Embarrassingly Parallel Computing with doAzureParallel
Page content
Why?
- You want to run 100 regressions, they each take one hour, and the only difference is the data set they are using. This is an embarrassingly parallel problem.
- For whatever reason, you want to use Azure instead of google compute engine…
Before you start
I will assume that:
- you have an Azure account,
- you have correctly installed, and configured doAzureParallel
Create some fake data
library(dplyr)
library(stringr)
set.seed(12618)
n<-10000
fakeData <- list()
for(ii in 1:100){
fakeData[[ii]] <- future({
fakeDF <- data.frame(x=rnorm(n,0,1), e=rnorm(n,0,1)) %>% mutate(y=0.5*x+e) %>% select(-e)
fname <- paste0("./data/file",str_pad(ii, 3, pad = "0"),".RDS")
saveRDS(fakeDF, file = fname)
return(paste0(fname, " has been writen"))
})
}
v <- lapply(fakeData, FUN = value)
Run with doAzureParallel
# Getting Started ---------------------------------------------------------
library(doAzureParallel)
# 1. Generate your credential and cluster configuration files.
generateClusterConfig("cluster.json")
generateCredentialsConfig("credentials.json")
# 2. Fill out your credential config and cluster config files.
# Enter your Azure Batch Account & Azure Storage keys/account-info into your credential config ("credentials.json") and configure your cluster in your cluster config ("cluster.json")
# 3. Set your credentials - you need to give the R session your credentials to interact with Azure
setCredentials("credentials.json")
# 4. Register the pool. This will create a new pool if your pool hasn't already been provisioned.
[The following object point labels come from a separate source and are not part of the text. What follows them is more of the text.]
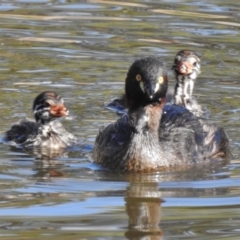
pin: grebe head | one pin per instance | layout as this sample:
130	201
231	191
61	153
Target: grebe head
48	106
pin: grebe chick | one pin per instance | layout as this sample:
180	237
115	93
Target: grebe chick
45	131
155	136
186	68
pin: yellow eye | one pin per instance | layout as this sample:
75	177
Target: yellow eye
138	77
160	80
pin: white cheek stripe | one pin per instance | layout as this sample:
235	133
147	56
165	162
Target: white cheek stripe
142	86
156	87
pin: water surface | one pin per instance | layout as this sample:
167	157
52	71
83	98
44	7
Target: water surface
82	50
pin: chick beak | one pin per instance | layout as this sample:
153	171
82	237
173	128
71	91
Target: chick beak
151	89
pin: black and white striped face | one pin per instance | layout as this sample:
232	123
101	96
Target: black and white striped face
47	106
187	63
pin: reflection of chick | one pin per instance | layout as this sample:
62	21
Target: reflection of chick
154	136
44	131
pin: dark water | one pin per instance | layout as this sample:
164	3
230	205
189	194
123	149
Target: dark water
82	50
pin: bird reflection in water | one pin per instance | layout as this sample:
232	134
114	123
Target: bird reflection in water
143	206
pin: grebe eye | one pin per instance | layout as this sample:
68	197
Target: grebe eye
138	77
160	80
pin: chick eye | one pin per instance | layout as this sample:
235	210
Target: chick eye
138	77
160	80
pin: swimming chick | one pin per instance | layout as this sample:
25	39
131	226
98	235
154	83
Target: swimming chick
153	135
45	131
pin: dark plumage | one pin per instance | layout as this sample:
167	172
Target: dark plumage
186	68
154	136
44	131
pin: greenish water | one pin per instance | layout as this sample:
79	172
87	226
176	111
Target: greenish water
82	50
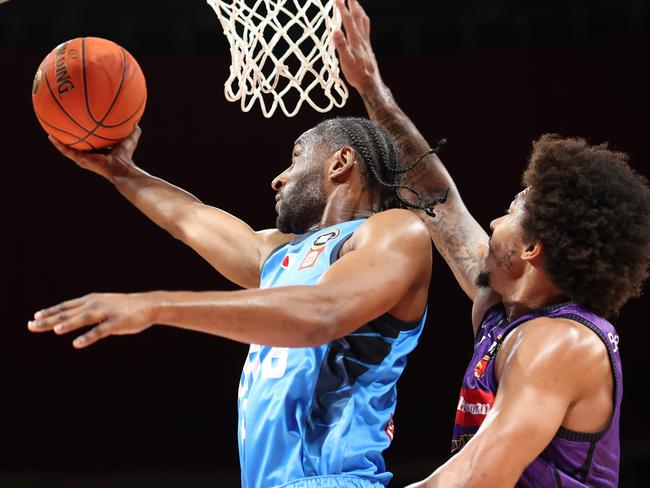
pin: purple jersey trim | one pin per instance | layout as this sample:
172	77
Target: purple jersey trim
572	459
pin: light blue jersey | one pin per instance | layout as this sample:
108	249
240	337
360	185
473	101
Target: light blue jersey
320	411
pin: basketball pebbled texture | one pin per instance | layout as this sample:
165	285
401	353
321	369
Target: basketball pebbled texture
89	93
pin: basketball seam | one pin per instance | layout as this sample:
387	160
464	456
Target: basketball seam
64	131
47	82
99	123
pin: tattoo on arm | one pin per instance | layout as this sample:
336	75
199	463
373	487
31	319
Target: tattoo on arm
455	233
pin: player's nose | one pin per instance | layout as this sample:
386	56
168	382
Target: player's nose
279	181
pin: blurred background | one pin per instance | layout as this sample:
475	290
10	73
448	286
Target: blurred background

cluster <- makeCluster("cluster.json")
# 5. Register the pool as your parallel backend
registerDoAzureParallel(cluster)
# 6. Check that your parallel backend has been registered
getDoParWorkers()
# 7. Run something
my_files <- lapply(paste0("./data/", list.files("data")), readRDS)
results <- foreach(fileX = my_files) %dopar% {
lm1 <- lm(formula = y~x, data = fileX)
return(lm1)
}
# 8. Shut down your pool
stopCluster(cluster)
Things to consider
In the future I want to look into preloading data into each node.